BEATRICE - The good news for the City of Beatrice is that it will not have to monitor an environmental cleanup site forever. The bad news is that it may seem like it.


The Beatrice City Council Monday night approved an amended agreement with State Environmental officials to monitor the site of a former manufactured gas plant, until the year 2050.  The plant formerly was located near 1st and Market Streets. City Administrator Tobias Tempelmeyer says the city and Centel were owners of the site that was cleaned up more than two years ago.


"When it became time to negotiate the final settlement with Centel, we noticed there was an issue with the existing covenants we had agreed to, with the state".
The covenants stated that the monitoring would last forever.


Tempelmeyer said, "that's a hard number to value in the first place, but it gets to be a very big number.
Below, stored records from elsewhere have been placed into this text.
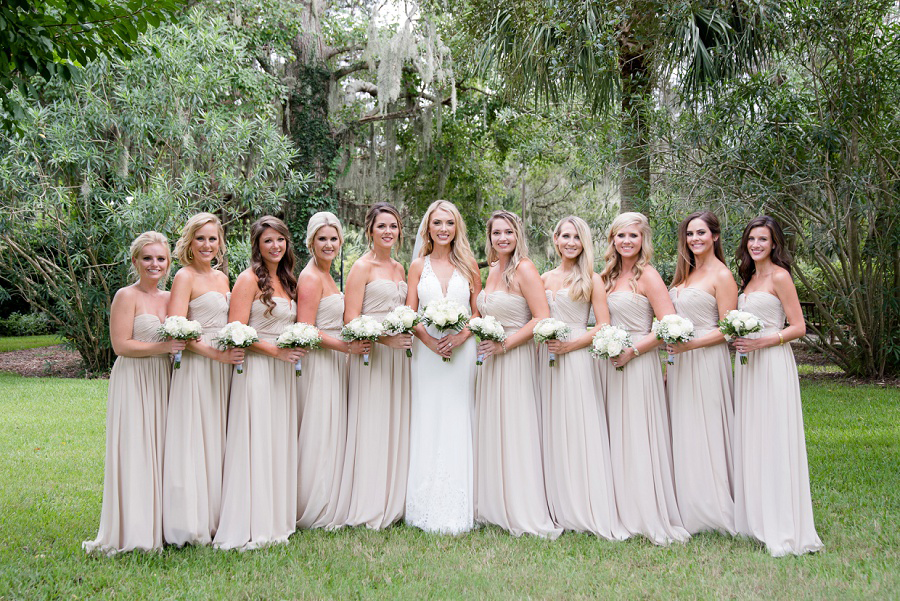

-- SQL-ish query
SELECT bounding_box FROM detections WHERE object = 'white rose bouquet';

[469,315,506,365]
[650,313,694,365]
[588,325,633,371]
[719,310,763,365]
[534,317,572,367]
[215,321,259,374]
[422,298,469,363]
[275,321,322,378]
[341,315,384,365]
[159,315,203,369]
[381,305,422,357]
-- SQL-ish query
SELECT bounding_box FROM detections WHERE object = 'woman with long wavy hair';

[600,213,690,545]
[732,215,823,557]
[213,215,306,550]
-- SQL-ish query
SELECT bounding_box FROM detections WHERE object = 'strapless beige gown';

[163,291,232,546]
[329,280,410,529]
[475,290,562,539]
[297,294,348,528]
[666,288,734,534]
[82,314,171,555]
[734,291,824,557]
[538,289,628,540]
[213,297,299,551]
[600,291,690,545]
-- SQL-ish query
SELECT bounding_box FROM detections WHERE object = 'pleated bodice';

[477,290,531,332]
[362,279,406,319]
[669,287,719,337]
[248,296,297,342]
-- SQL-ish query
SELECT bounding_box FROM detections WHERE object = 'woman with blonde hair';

[163,213,244,546]
[82,232,185,555]
[600,213,690,545]
[213,215,306,550]
[405,200,481,534]
[475,211,562,538]
[538,215,628,540]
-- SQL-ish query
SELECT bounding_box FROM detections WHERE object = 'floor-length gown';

[475,290,562,538]
[538,288,628,540]
[163,290,232,546]
[297,293,347,528]
[600,291,690,545]
[82,313,171,555]
[405,257,475,534]
[329,279,410,530]
[213,296,298,551]
[734,290,823,557]
[666,287,734,534]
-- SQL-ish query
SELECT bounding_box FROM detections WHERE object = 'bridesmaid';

[667,211,737,535]
[733,216,824,557]
[538,216,628,540]
[82,232,185,555]
[329,202,412,530]
[213,215,306,551]
[297,212,356,528]
[475,211,562,538]
[163,213,244,546]
[600,213,690,545]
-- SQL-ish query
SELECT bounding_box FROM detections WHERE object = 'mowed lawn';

[0,374,900,600]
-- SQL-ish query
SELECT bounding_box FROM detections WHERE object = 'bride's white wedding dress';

[405,257,475,534]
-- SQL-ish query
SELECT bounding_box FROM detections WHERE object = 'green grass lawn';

[0,374,900,600]
[0,334,62,353]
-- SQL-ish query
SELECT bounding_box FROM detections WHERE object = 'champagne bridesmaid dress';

[600,291,690,545]
[82,314,171,555]
[163,290,232,547]
[297,294,347,528]
[734,291,823,557]
[475,290,562,539]
[538,288,628,540]
[213,297,299,551]
[329,279,410,530]
[667,287,735,535]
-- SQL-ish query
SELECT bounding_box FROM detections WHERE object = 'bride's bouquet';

[275,321,322,378]
[719,310,762,365]
[215,321,259,374]
[650,313,694,365]
[469,315,506,365]
[588,325,634,371]
[422,298,469,363]
[381,305,421,357]
[534,317,572,367]
[159,315,203,369]
[341,315,384,365]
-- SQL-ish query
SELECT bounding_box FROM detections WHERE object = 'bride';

Centel wanted to go with the industry standard, which was thirty years. We agreed to go back to the state and ask them to amend the covenants, to require us to monitor the site for thirty years".  The city council approved the amended agreement on a 7-0 vote.
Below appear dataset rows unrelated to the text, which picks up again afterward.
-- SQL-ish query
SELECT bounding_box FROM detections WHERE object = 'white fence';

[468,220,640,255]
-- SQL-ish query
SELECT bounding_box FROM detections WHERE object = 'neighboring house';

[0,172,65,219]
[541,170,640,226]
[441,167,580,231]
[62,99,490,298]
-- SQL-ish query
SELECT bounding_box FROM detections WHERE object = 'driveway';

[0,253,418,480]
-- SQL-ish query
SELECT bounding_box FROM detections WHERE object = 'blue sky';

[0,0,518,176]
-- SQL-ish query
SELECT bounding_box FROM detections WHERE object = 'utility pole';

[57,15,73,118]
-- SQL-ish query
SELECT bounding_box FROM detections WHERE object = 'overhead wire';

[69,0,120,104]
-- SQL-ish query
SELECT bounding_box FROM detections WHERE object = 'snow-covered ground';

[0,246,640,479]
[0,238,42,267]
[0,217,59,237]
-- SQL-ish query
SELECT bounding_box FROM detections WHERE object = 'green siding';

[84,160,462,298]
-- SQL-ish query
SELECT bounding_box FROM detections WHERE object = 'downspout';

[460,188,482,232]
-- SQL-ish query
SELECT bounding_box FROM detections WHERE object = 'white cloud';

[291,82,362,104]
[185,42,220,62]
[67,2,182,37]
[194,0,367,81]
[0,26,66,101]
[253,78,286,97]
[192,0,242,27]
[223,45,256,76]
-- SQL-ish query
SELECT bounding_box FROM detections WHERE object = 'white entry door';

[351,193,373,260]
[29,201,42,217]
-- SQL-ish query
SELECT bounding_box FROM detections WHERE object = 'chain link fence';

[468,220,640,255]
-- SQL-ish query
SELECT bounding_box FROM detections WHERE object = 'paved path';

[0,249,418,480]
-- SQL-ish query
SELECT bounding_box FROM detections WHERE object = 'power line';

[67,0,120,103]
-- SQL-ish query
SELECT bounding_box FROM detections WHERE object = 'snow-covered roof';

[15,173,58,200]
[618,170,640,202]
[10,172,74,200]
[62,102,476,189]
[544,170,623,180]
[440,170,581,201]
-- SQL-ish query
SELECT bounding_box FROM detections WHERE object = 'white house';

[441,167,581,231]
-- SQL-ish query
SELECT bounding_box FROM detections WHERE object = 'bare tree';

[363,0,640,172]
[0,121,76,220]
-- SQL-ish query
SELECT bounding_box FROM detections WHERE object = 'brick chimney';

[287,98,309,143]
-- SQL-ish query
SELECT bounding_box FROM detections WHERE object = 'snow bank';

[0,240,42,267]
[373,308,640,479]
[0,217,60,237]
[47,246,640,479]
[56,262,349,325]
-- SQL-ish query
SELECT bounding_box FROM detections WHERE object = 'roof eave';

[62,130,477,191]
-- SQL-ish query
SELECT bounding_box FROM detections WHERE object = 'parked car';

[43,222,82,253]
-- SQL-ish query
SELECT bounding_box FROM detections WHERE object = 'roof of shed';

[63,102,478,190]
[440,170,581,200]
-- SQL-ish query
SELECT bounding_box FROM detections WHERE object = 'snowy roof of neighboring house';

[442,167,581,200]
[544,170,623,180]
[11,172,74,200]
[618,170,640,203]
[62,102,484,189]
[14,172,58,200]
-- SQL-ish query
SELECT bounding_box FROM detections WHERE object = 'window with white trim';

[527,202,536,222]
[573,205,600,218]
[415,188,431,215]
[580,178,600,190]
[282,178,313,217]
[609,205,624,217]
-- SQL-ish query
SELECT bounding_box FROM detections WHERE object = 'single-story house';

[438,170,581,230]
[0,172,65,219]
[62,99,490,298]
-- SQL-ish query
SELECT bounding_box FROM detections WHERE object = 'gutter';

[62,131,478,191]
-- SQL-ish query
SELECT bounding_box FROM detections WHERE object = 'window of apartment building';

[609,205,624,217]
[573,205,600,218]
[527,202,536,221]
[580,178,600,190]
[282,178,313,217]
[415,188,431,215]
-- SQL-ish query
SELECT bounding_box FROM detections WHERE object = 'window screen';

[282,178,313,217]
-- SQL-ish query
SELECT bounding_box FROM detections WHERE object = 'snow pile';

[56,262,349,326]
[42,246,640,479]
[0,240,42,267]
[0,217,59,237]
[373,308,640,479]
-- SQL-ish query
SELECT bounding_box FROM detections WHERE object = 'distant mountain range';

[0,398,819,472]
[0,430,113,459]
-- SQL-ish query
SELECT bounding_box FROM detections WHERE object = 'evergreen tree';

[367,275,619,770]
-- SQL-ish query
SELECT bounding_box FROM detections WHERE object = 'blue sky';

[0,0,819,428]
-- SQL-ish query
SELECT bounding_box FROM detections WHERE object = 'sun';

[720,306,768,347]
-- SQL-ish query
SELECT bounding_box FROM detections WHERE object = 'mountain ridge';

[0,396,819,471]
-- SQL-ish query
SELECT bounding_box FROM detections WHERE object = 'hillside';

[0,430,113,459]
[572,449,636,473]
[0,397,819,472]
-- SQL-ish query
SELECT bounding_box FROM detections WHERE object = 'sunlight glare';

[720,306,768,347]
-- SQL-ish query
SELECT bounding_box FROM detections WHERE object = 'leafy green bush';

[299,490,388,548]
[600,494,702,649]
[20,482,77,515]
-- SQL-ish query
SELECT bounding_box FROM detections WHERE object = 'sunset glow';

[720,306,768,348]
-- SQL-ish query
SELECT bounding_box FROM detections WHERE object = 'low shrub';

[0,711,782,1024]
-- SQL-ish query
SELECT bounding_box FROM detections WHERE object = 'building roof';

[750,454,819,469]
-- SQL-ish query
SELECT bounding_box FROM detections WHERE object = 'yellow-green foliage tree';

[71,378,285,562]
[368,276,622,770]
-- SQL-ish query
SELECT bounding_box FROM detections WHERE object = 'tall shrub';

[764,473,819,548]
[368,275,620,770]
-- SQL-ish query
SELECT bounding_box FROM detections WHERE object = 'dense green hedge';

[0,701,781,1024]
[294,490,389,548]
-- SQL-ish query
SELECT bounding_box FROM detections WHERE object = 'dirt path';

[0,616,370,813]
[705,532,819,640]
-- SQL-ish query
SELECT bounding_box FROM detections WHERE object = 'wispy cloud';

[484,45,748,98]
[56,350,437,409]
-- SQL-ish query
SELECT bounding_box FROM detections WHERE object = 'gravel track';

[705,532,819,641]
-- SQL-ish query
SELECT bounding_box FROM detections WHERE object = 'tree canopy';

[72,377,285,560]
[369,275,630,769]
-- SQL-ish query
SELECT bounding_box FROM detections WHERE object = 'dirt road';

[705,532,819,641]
Cleanup of the site, which was the subject of lawsuits and challenges, initially cost the city about two-million dollars….but the city received reimbursement for part of that amount from another company and an engineering firm.
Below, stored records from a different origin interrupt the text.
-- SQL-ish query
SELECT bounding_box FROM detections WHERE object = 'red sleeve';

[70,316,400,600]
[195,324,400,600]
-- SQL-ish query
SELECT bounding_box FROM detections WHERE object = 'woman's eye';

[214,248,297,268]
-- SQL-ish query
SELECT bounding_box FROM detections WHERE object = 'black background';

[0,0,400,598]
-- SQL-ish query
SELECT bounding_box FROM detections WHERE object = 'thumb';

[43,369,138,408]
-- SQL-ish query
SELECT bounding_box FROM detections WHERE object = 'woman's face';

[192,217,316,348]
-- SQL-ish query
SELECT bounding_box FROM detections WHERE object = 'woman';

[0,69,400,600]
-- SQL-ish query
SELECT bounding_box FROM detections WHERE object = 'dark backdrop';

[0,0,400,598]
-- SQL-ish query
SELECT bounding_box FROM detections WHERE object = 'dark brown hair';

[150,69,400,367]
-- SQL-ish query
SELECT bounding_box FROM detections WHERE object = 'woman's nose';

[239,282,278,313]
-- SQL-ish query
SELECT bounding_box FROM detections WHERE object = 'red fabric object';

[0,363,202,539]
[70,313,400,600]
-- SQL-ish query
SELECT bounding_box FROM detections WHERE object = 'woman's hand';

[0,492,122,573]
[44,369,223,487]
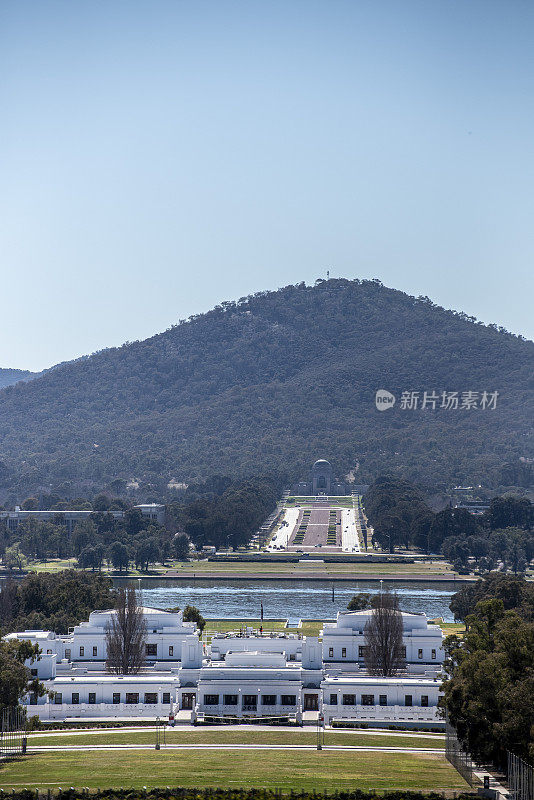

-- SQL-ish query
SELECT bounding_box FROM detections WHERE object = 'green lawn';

[28,726,445,749]
[0,750,467,791]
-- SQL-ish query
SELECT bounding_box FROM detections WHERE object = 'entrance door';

[182,692,196,710]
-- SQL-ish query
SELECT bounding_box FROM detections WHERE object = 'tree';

[347,592,371,611]
[183,605,206,631]
[109,542,128,572]
[4,542,27,571]
[173,533,189,561]
[0,640,46,716]
[364,592,406,677]
[106,588,146,675]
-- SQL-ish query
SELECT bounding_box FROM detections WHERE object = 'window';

[261,694,276,706]
[243,694,258,711]
[204,694,219,706]
[223,694,237,706]
[280,694,297,706]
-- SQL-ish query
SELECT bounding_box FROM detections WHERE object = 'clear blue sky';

[0,0,534,369]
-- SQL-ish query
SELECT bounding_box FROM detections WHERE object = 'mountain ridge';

[0,279,534,496]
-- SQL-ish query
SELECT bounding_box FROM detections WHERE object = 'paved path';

[341,508,361,553]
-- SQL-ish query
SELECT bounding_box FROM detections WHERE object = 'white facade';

[10,608,443,726]
[322,611,443,674]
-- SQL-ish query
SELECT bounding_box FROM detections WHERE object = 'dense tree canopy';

[0,279,534,494]
[443,576,534,766]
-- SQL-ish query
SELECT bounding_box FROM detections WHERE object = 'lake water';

[117,580,460,622]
Centel was responsible for 75% of the overall site cleanup cost, while the City of Beatrice share was 25%. The cleanup included area along the river, but also underneath and east of nearby railroad tracks that extend through the area.


Federal and State environmental officials said the site’s soil and groundwater was contaminated by cyanide, metals, petroleum hydrocarbons and gasoline additives, from a manufactured gas plant that operated in the early 1900s. The contamination was discovered back in 2004.


The site is now green space and trees, along the Big Blue River.